Das veränderte gesellschaftliche Klima in Frankreich war für Diastème - der als Musiker begann, dann als Autor und Theatermacher arbeitete und nun auch Filme dreht - der Anstoß zu "Un Français": als er 2013 die dumpfen Demos gegen die Homo-Ehe erlebte, als die schwarze Justizministerin mit Affenlauten verunglimpft wurde.

Auch wenn Personen und Handlung erfunden sind, basiert der Film auf realen Erfahrungen. Typen wie Marco und die anderen Skins "waren meine Sandkastenfreunde", erzählte der Regisseur im Tübinger Kino Museum. Manche hätten sich tatsächlich vom Hass gelöst, und Diastème will zeigen, "dass es auch diesen anderen Weg gibt". Viele aber hätten einfach so roh weiter gemacht: "Manche haben sich die Haare wachsen lassen, doch sind innerlich die gleichen geblieben und kandidieren heute auf der Liste des Front National."

"Un Français" ist ein kraftvoller, hervorragend gecasteter Film: Die Blicke des Hasses, aber auch der Hoffnung brennen sich ein. Die einzige Schwäche ist, dass er nicht erzählt, nicht einmal andeutet, was Marco zum Umdenken anregt. So wirkt das Ganze eben doch recht didaktisch. Kalt lässt die Geschichte dieses besonderen Filmhelden den Zuschauer aber nicht, denn es wird gezeigt, dass Marcos mutiger Weg auch in die Vereinsamung führt.

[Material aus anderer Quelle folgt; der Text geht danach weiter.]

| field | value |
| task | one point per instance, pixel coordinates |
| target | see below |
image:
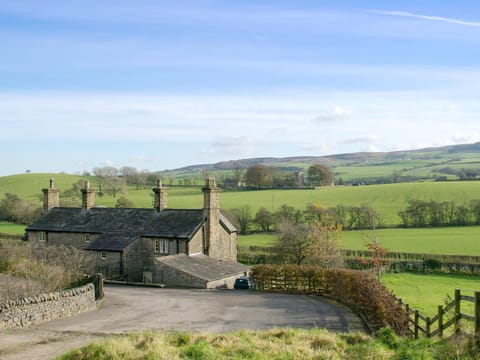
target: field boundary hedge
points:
(393, 261)
(360, 290)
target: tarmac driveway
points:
(128, 309)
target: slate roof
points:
(203, 266)
(118, 228)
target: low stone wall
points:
(46, 307)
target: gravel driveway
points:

Politische Akzente werden diesmal in allen Reihen der Französischen Filmtage gesetzt. Der Bogen reicht von Richard Brouillettes Dokumentation über den im Januar ermordeten Charlie-Hebdo-Autor Bernard Maris bis zu Vincent Garenqs "Die Clearstream-Affäre" über den vom Journalisten Denis Robert aufgedeckten Finanzskandal.

Einem der angesehensten politischen Filmemacher Frankreichs ist eine Werkschau gewidmet: Philippe Faucon. Er bringt oft Menschen auf die Leinwand, "die sonst niemand sieht". Etwa in seinem feinen Sozialdrama "Fatima": die Geschichte einer Algerierin in Paris, die von früh bis spät putzt, um ihren Töchtern ein besseres Leben zu ermöglichen - und die anfängt, ihre Gefühle in Gedichten aufzuschreiben. Faucon zeigt dabei, dass die Risse nicht nur quer durch die Gesellschaft, sondern auch mitten durch die Migrantenfamilien verlaufen.

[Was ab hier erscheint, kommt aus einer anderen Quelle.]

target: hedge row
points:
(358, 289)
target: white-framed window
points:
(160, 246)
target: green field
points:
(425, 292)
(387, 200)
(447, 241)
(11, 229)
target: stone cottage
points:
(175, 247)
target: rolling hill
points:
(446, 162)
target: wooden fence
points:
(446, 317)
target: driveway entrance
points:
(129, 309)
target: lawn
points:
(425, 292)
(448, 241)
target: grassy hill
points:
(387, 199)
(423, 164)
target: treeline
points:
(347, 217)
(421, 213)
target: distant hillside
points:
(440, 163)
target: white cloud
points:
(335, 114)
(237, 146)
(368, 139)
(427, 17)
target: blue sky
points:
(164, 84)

Und doch: Trotz aller politischer Dramen und Thriller feiert das Festival in seiner 32. Auflage den französischen Film in seiner Vielfalt. Tanz und Musik, Genre-Spielereien und Artifizielles - alles im Angebot. Von der bleiernen Künstler-Selbstbespiegelung "Le Dos Rouge" bis zur herrlich fantasievollen Tragikomödie "Attila Marcel" um einen stummen Pianisten findet sich so ungefähr alles im Programm. Selbst eine eher seichte Wohlfühlkomödie wie "Mit dem Herz durch die Wand" hat da ihren Platz: die Liebesgeschichte eines lärmempfindlichen Erfinders und einer Pianistin, die durch hellhöriges Mauerwerk miteinander kommunizieren, sich aber nie zu Gesicht bekommen. Fürs Happy End muss da nur die Wand durchbrochen werden - so einfach werden Barrieren aber leider nur noch in einem französischen Liebesfilm überwunden.